Sintering furnace range

The sintering process is carried out in protective atmospheres or in a vacuum at a temperature below the melting point of the material. The type of sintering process and the sintering conditions are dependent on the composition and properties of the materials to be sintered. Sintering can be carried out in many of the furnaces developed by Carbolite Gero and many of those involved with MIM technology and Metal 3D printing rely on our solutions for the high sintering temperatures that are required.

Carbolite Gero - Sintering furnace range

Among our portfolio of high-quality laboratory and industrial furnace products, the sintering furnace range includes our HTK [high temperature chamber furnaces], HBO [high-temperature vacuum hood furnaces] & HTBL [high-temperature bottom loading furnaces for easy loading and unloading where the sample is accessible from all sides once the hearth is lowered]. These furnaces can either be fitted with molybdenum (1600°C) or tungsten (2200°C) heating elements depending on your requirements. All are designed with operator safety in mind and can be configured to meet your specific temperature & gas atmosphere requirements.

In addition, Carbolite Gero offers special solutions such as our HTK 120 furnace with three heated zones. Thanks to its molybdenum heating elements and unique heating design, the pressure and directed gas flow provide a temperature uniformity better than ± 5 K. Our HTK 120 furnaces have both a manual operation and an automatic operating mode and feature usable volumes of 25, 120 or 250 litres. Debinding and sintering can take place in this one furnace with the debinding phase under partial pressure if required. On request, HTK 120 furnaces can also feature a fast-cooling solution.

A quality sintering furnace such as those manufactured by Carbolite Gero enable atomic diffusion through heating. The addition of thermal energy to the chosen material results in diffusion of atomic and/or ionic components of the material. These diffusion processes change the microstructure of the material, for example crystallization of amorphous phases, crystalline-crystalline phase transformation or a grain growth, resulting in changes to the physical properties of the material from those that were initially present in its green or pre-sintered state.

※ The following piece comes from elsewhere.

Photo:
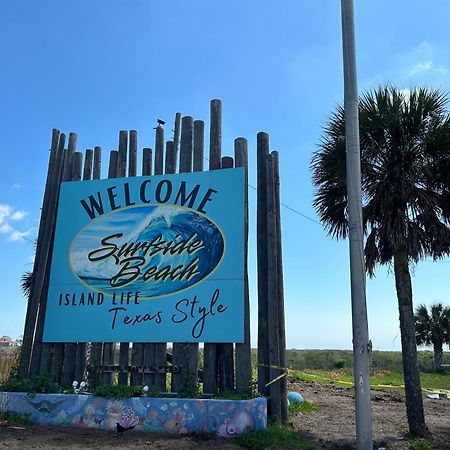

A typical real-world example of sintering is the change of crystal structure of Zirconia through two phase changes. Initially it is a monoclinic crystalline structure that is stable at ambient temperature. On heating to above 1170 °C a tetragonal lattice structure is observed and then on subsequent heating to around 2370 °C a cubic lattice structure is created.

Frequently, it is the redistribution of dopants or minor constituents of the heterogeneous materials which exert profound changes on the thermal, mechanical or electrical properties of the sintered material.